Alors que le Brexit se dessine à l’horizon, que l’Alabama vote la loi anti-avortement la plus répressive des États-Unis et que le racisme pointe encore et toujours le bout de son nez, ces trois artistes affûtent leur plume et font déferler une vague protestataire sur la musique actuelle.
Le duo londonien Farai chante les frustrations politiques et sociales à la faveur d’une poésie chauffée à blanc. « Theresa May, do you know how it feels to count days and hours till payday? », hurle Farai Bukowski-Bouquet en apostrophant le premier ministre britannique dans sa chanson « This Is England ». Elle fait partie de NON Worldwide, un collectif aux racines africaines qui marie les sonorités electronica les plus fascinantes de la planète, en y associant une opinion politique bien tranchée. Ces points de vue imprègnent aussi le merveilleux premier album de Farai, intitulé Rebirth et signé sur Big Dada.

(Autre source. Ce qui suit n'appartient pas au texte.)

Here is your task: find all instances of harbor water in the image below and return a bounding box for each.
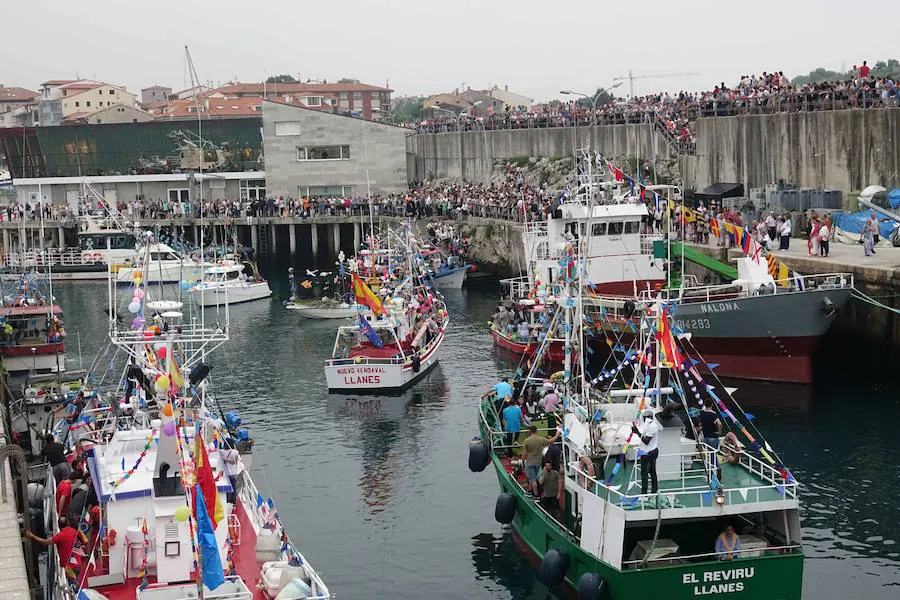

Simbi Ajikawo utilise également ses textes pour s’exprimer sans fard. Du haut de ses 25 ans, la MC londonienne nous livre avec GREY Area l’un des meilleurs opus de l’année. Elle s’en prend à une société qui, en 2019, n’arrive toujours pas à garantir l’égalité des chances entre hommes et femmes. Ainsi, la scène rap dominée par les hommes catalogue souvent Little Simz comme « UK female MC » – ce qui, d’après elle, n’a aucun sens. Sur Venom, elle évoque son combat psychologique avec soi-même, sa reconnaissance en tant qu’artiste et l’influence d’une critique musicale essentiellement masculine :
« Fuck those who don’t believe
They would never wanna admit I’m the best here
From the mere fact that I’ve got ovaries
It’s a woman’s world, so to speak
Pussy, you sour
Never givin’ credit where it’s due ’cause you don’t like pussy in power » – Venom
Elle se moque des attentes de la société vis-à-vis des femmes : « I don’t need stress, that stress. I’m a boss in a fucking dress. » – Boss
Et elle promet de faire mieux avec sa future fille, en lui apportant l’aide et en lui inspirant la confiance nécessaires :
« Teach my daughter about the wonders of the world, I’m convinced
If she’s anything like me I’m raisin’ a king » – Therapy
Sa plume affûtée et ses beats influencés par la musique noise et le funk en font l’une des figures les plus intéressantes de la scène hip-hop actuelle.
L’activiste/chanteuse soul originaire de Chicago Jamila Woods emprunte une voie différente. Elle creuse la riche histoire culturelle afro-américaine et contribue ainsi à son avenir. Sur son deuxième opus, intitulé LEGACY! LEGACY!, chaque titre porte le nom d’une icône culturelle aux racines africaines.
Poétesse très en vue, Sonia Sanchez est mise à l’honneur sur cet album. Celle qui pose un regard franc sur le racisme et l’esclavage en Amérique a permis à Jamila d’embrasser, plutôt que d’éviter, ce passé douloureux.
L’histoire de Betty Davis, épouse du célèbre trompettiste Miles Davis, reste d’actualité : le public avait du mal à supporter sa musique très funk & soul et ses performances sensuelles sur scène. C’est cette intimidation ressentie par les hommes face aux femmes fortes, également soulevée par Little Simz, que Jamila évoque dans ses morceaux :
« What is it with you independent men? It’s always something
Threatening your masculine energy, you think it’s fleeting
Nothing you ain’t give to me I can take away from you now
Let me be, I’m trying to fly, you insist on clipping my wings. »
Zola Neale Hurston, Nikki Giovanni, Sonia Sanchez, Frida Kahlo, Eartha Kitt, Miles Davis, Muddy Waters, Jean-Michel Basquiat, Sun Ra, Octavia Butler et James Baldwin sont autant de figures qui apparaissent sur LEGACY! LEGACY!, un album féministe et hautement personnel.